Sparse Component Analysis: A General Framework for Linear and Nonlinear Blind Source Separation and Mixture Identification

Abstract

In this chapter, we consider two closely related data processing tasks. The first one is Blind Source Separation (BSS), which consists in estimating a set of unknown source data (one-dimensional signals, images, ...) from observed mixtures of these data, while the mixing operator has unknown parameter values. The second task is Blind Mixture Identification (BMI), which aims at estimating these unknown parameter values of the mixing operator. We provide a unified view and describe the latest extensions of the general framework that we have been developing for BSS and BMI since the beginning of the 2000s.

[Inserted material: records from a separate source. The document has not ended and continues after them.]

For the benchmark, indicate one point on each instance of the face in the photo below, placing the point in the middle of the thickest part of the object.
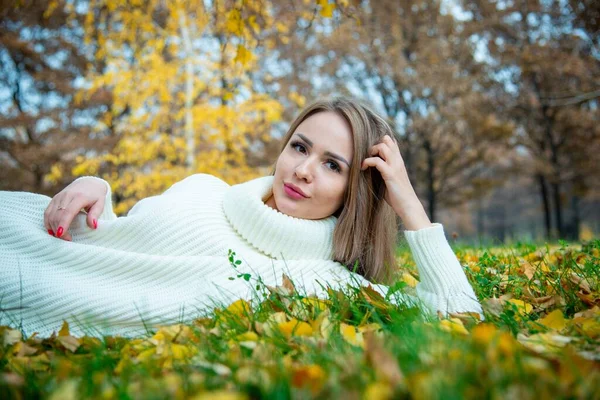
(316, 161)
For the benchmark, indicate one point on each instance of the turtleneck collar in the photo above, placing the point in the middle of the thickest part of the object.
(277, 235)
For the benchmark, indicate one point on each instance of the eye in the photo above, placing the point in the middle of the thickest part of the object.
(295, 145)
(334, 166)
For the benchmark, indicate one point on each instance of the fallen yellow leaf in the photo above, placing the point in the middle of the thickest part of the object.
(555, 320)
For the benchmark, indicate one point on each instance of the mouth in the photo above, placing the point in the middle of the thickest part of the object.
(293, 191)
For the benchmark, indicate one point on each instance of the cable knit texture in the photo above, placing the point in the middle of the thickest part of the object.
(167, 260)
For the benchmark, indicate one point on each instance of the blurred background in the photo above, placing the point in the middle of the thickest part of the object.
(495, 102)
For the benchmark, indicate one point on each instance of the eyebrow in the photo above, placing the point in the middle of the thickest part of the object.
(327, 153)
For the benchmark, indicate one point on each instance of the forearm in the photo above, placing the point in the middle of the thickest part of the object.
(411, 212)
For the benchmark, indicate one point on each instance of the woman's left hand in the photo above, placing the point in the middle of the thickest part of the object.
(399, 194)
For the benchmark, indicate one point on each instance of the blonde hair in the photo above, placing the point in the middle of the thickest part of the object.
(366, 232)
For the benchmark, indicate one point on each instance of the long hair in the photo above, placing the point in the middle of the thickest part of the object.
(365, 236)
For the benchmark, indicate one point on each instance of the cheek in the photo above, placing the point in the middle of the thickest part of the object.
(335, 191)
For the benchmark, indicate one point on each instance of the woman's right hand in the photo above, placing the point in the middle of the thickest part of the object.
(86, 193)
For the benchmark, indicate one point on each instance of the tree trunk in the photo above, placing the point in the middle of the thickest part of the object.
(560, 233)
(573, 233)
(546, 203)
(431, 195)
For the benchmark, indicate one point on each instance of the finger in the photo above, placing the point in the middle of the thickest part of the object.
(94, 212)
(375, 162)
(393, 145)
(55, 214)
(67, 216)
(48, 215)
(383, 150)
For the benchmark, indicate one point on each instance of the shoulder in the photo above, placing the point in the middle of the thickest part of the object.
(197, 182)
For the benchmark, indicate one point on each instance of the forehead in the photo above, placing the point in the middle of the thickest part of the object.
(328, 131)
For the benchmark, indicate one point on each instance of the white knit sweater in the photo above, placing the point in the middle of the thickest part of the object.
(167, 260)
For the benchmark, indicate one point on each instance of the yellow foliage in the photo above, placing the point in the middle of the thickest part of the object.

This framework yields a wide range of BSS/BMI methods applicable to various types of sources (one-dimensional signals, images, ...) mixed according to various models (linear instantaneous, anechoic, full convolutive, nonlinear and especially linear-quadratic), possibly with non-negativity or sum-to-one constraints. This framework is based on the concept of joint sparsity of the source data, considered in various domains (original temporal or spatial domain, transformed representation in time-frequency or time-scale/wavelet domain, ...). More precisely, the proposed methods essentially require a few tiny zones, in mixed signals or in their transformed versions, where only one of the source “signals” is active, i.e., nonzero. They therefore set very limited constraints on source sparsity and could then be considered as “quasi-non-sparse component analysis” methods. Besides, unlike Independent Component Analysis methods, they are suited to correlated sources. We also discuss their application to various data processing functions, ranging from audio signal separation to unmixing of hyperspectral remote sensing images.